In theory, these programs have all been either temporary, self-funding or both. In practice, all subsidies have a way of becoming permanent. And if an insurance backstop were ever truly self-funding, there would be no reason for a government program. Private reinsurers would be eager to step in. I'd bet good money that Congress extends one or both of the Affordable Care Act's programs past 2017, unless President Rubio objects.
But it's hard to argue that Obamacare's reinsurance and risk corridors present an unacceptable taxpayer bailout without voiding a whole lot of other laws, too. Taxpayers accept the cost of reinsurance because we have collectively decided that some risks are worth encouraging, even though the risk experts at private insurance companies disagree. We want office towers in our cities. We want homes and vacation rentals near the coast. We believe that extremely sick people should have access to health insurance. Rubio points out that the Affordable Care Act would not survive without loss corridors, to which the only appropriate response is, "Duh." It's not necessarily a bad thing.

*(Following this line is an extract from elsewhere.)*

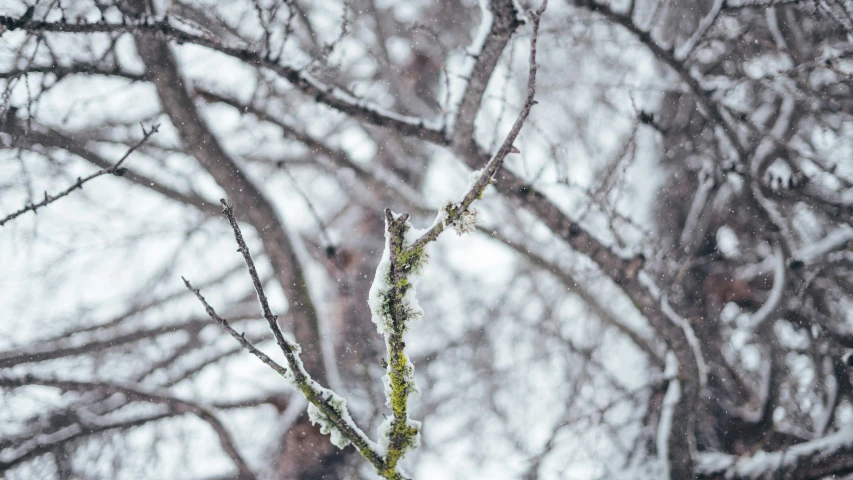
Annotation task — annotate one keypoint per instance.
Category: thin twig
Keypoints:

To say you are against state-subsidized reinsurance for Obamacare is to say, basically, that you are against Obamacare. The simplest explanation for Rubio's bill is the most likely. He has found a new way to say that he doesn't like the Affordable Care Act. But if he and Tim Griffin, his counterpart in the House, are well and truly set against subsidies for insurers, this could be a fun year. Maybe they'll start in Rubio's home state of Florida. Lot of waterfront property down there.